Text Etiquette

It's a hot topic, and it's on my mind, because the Spring of 09 was, for me, as a college instructor, the worst "texting" semester of my life. Students, even good students who I know and respect, seemed unable to stop themselves from texting anytime anywhere no matter how small the class (12 students, in one case) and how interesting the class discussion (re-writing the US Constitution is usually a bit of a draw).


I'm "on vacation" right now, but if you teach, "vacation" always has to go in quotes -- yes, I'm not actively teaching in a classroom, but I'm reading and thinking and rebuilding and restructuring and doing all the things necessary to my job that I don't have time to do when class is in session. And one of the biggest things on my mind is how to jiujitsu my students into setting down their f*ing phones and learning.

There is no prohibition that will work. No matter how many rules you make, no matter how draconian you make them, one of the features of texting is that the text-er believes him or herself invisible: forget the glassy eyes (skilled texters don't look down, but they do get a zombie stare on their faces), the forward hunched shoulders, and the light tapping coming from under their desks -- they believe they are not seen nor heard, and they have no concept of how they are disrupting the class, retarding the discussion, and preventing their own learning.

Most of the articles I've read on the subject are about etiquette: whether or not it's impolite to text at a meeting or at a dinner table, etc. And I think they're on to something. But most 19-year-olds are not particularly concerned with maintaining their Emily Post cred. They are, however, of the prime mating age, which means that they do not want to be embarrassed and they do not want to be considered nasty.

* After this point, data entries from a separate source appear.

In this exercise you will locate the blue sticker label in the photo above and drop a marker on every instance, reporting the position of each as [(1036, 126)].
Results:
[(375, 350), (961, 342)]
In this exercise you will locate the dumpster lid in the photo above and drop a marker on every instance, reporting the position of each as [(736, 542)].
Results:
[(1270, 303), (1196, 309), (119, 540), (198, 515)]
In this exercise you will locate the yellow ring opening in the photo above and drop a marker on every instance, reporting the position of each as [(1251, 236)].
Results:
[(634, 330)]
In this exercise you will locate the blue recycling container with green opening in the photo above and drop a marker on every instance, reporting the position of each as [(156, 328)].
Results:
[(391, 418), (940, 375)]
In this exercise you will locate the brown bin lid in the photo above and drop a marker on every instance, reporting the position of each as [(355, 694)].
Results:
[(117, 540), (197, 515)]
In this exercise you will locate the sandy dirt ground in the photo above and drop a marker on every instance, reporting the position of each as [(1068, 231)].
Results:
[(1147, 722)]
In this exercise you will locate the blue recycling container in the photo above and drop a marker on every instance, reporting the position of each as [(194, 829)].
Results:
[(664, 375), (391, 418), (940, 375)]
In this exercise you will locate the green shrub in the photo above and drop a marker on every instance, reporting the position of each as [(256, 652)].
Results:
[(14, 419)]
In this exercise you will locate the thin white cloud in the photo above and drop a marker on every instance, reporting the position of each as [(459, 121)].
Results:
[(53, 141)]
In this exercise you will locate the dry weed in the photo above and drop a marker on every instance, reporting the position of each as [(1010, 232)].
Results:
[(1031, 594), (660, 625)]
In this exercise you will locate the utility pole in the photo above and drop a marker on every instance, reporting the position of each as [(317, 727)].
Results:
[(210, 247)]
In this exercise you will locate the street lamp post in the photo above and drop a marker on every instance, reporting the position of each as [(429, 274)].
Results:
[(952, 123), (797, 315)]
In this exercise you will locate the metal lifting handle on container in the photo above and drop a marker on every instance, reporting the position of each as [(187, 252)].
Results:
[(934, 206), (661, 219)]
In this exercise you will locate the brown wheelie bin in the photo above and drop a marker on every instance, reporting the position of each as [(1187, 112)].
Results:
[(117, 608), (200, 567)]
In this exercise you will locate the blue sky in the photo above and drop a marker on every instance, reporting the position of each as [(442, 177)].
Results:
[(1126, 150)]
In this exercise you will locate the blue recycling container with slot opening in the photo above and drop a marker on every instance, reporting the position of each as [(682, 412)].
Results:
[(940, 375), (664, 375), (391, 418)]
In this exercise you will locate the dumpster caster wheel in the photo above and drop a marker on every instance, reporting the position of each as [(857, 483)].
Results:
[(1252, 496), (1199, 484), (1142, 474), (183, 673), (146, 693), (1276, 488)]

Which is when it occurred to me that the prohibition needs to be one not of politeness but of grossness. In this spirit, I've invented an acronym:

F.A.R.T.

F orbidden
A nd/or
R ude
T exting

I will teach this acronym to my students, and every time I catch one of them texting, I will say, "Kayla, you just F.A.R.T.ed in class! This is counting against your participation grade."

With a little luck, I will only have to say it once.